With the move of data types from NWB to hdmf-common, the hdmf-common types may no longer have documentation. They might get copied over into NWB, but it is not clear. Regardless, the hdmf-common types should have their own documentation on its own readthedocs page.

Recommend Projects

  • React photo React

    A declarative, efficient, and flexible JavaScript library for building user interfaces.

  • Vue.js photo Vue.js

    ๐Ÿ–– Vue.js is a progressive, incrementally-adoptable JavaScript framework for building UI on the web.

  • Typescript photo Typescript

    TypeScript is a superset of JavaScript that compiles to clean JavaScript output.

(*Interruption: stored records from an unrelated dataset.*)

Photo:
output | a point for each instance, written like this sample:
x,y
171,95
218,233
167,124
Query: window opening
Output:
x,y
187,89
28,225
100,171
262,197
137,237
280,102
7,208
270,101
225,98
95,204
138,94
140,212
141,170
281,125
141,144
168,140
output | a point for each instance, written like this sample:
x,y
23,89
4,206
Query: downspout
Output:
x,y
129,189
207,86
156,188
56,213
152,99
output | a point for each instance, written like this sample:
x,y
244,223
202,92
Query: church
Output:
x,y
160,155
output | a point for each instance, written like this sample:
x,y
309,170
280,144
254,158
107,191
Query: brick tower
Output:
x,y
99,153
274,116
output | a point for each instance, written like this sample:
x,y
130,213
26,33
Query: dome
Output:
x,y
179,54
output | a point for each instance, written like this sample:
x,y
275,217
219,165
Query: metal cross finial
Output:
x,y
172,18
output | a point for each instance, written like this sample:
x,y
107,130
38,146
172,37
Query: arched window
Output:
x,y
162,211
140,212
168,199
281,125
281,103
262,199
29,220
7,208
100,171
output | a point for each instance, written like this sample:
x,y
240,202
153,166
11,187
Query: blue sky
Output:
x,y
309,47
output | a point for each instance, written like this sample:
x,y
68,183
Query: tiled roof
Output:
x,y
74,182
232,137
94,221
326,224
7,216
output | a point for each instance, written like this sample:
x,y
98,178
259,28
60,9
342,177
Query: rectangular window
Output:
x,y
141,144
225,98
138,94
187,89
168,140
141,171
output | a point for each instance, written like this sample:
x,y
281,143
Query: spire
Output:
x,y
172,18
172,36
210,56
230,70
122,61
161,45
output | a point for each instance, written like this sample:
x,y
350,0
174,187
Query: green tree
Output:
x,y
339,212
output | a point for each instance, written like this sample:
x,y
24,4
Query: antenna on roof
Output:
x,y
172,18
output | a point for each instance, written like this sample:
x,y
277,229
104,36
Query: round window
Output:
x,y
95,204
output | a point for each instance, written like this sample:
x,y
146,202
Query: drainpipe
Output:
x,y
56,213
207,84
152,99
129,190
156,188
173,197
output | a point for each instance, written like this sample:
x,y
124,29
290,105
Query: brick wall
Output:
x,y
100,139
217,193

  • TensorFlow photo TensorFlow

    An Open Source Machine Learning Framework for Everyone

  • Django photo Django

    The Web framework for perfectionists with deadlines.

  • D3 photo D3

    Bring data to life with SVG, Canvas and HTML. ๐Ÿ“Š๐Ÿ“ˆ๐ŸŽ‰

Recommend Topics

  • javascript

    JavaScript (JS) is a lightweight interpreted programming language with first-class functions.

  • web

    Some thing interesting about web. New door for the world.

  • server

    A server is a program made to process requests and deliver data to clients.

  • Machine learning

    Machine learning is a way of modeling and interpreting data that allows a piece of software to respond intelligently.

  • Game

    Some thing interesting about game, make everyone happy.

Recommend Org

  • Facebook photo Facebook

    We are working to build community through open source technology. NB: members must have two-factor auth.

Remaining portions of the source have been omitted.